Various sources of financial support exist for postgraduate research students. It is strongly recommended that students coming from other countries ensure that they will be financially secure prior to the commencement of their work towards the PhD, MSc or combined PhD/MPsychol program. Overseas applicants are particularly encouraged, therefore, to investigate available options early so as not to miss out on closing dates. It is not possible here to list all of the available sources of funding, many of which are restricted to students working in particular areas of research or to students from particular countries. Visit the UNSW Scholarships website for details.
Domestic Research Candidate Scholarships
For information about scholarships available to domestic students, visit the Domestic Research Candidate Scholarships page.
International Research Candidate Scholarships
For information about scholarships available to international students, visit the International Research Candidate Scholarships page.
Scholarships funded from School Staff Research Grants
Another potentially important source of financial support for postgraduate research students comes from research grants held by individual staff within the School. Most of the academic staff in the School have external funding to support their own research and that of their research students. To access these funds, students should make enquiries with the relevant staff member. Again, it is important to investigate this possibility early so that an appropriate budget amount is included in any grant application being submitted during the year. An increasing number of postgraduate research students in the School are receiving financial assistance from this source.

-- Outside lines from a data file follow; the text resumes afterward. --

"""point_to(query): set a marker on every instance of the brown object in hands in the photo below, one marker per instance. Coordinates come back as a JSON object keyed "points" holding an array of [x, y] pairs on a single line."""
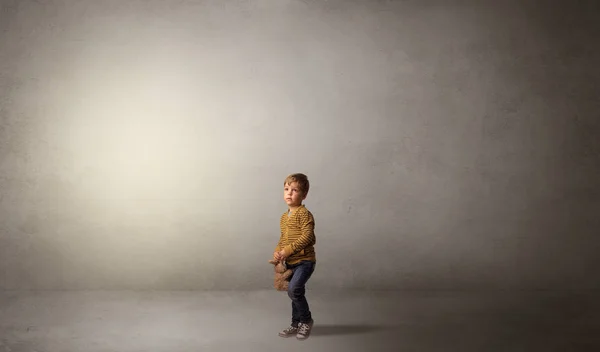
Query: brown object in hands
{"points": [[282, 273]]}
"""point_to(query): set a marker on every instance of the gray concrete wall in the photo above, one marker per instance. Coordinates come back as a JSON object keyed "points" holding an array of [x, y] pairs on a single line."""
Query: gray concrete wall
{"points": [[450, 144]]}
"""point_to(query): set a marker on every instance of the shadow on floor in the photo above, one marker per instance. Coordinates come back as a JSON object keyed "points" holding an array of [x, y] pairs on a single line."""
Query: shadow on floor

Casual teaching appointments
Research students are frequently employed for 3-4 hours/week during teaching sessions as casual tutors on the School's large undergraduate courses. Working under the supervision of academic staff, research students teach tutorial groups of 20 to 25 students and carry out the student consultation and marking associated with the course. As well as supplementing their income (the average yearly income for a student who teaches 3 hours in each session is $5,000) this provides students with valuable teaching experience that contributes to their subsequent employability in a variety of contexts.
The John Clark Memorial Award in Psychology
This award of $1,000 is for one year. Applicants must be enrolled in a postgraduate program in Psychology undertaking research in an area concerned with the ongoing problems of the community, particularly the behaviour of the 'whole person' in a social milieu. Applications close 30 June.

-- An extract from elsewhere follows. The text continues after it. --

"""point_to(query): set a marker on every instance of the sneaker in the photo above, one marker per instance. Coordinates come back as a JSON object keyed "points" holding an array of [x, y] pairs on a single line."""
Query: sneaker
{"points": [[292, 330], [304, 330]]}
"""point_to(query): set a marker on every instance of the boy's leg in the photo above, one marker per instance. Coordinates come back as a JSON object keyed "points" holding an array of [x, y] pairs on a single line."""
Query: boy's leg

More specific University Scholarships
Students should also seek out scholarships which have specific student/research area requirements such as The Australian Pain Relief Association and Australian Pain Society PhD Scholarship, The Gerontology Foundation Grant-in aid, The Menzies Research Scholarship in Allied Health Sciences, The National Health and Medical Research Counsel (NHMRC), Public Health Postgraduate Scholarships, and The Re-entry Scholarships for Women. Details of these and other scholarships are set out at the UNSW Scholarships website.

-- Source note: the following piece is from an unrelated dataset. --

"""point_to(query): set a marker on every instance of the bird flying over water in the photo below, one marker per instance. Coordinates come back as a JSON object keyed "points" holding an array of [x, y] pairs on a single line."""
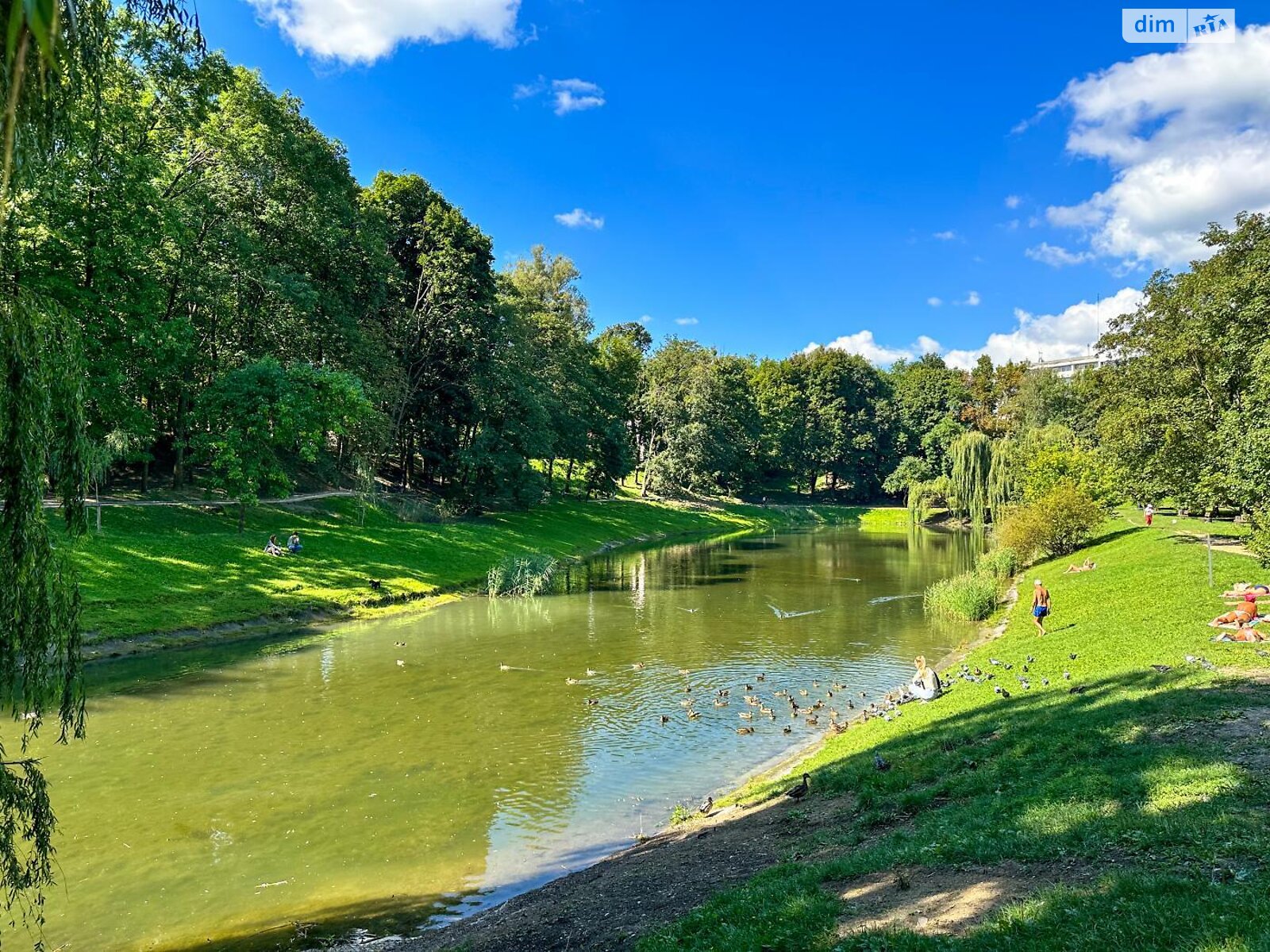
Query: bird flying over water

Research funding throughout candidature
The School provides each postgraduate research student with a research fund of $500 for each of the first three years of candidature (two years for MSc). This can be used for any research related expenses. In addition, $1500 is available across the whole candidature for conference travel (as long as the student makes a presentation at the conference). Money from the student's research fund can also be used toward such travel.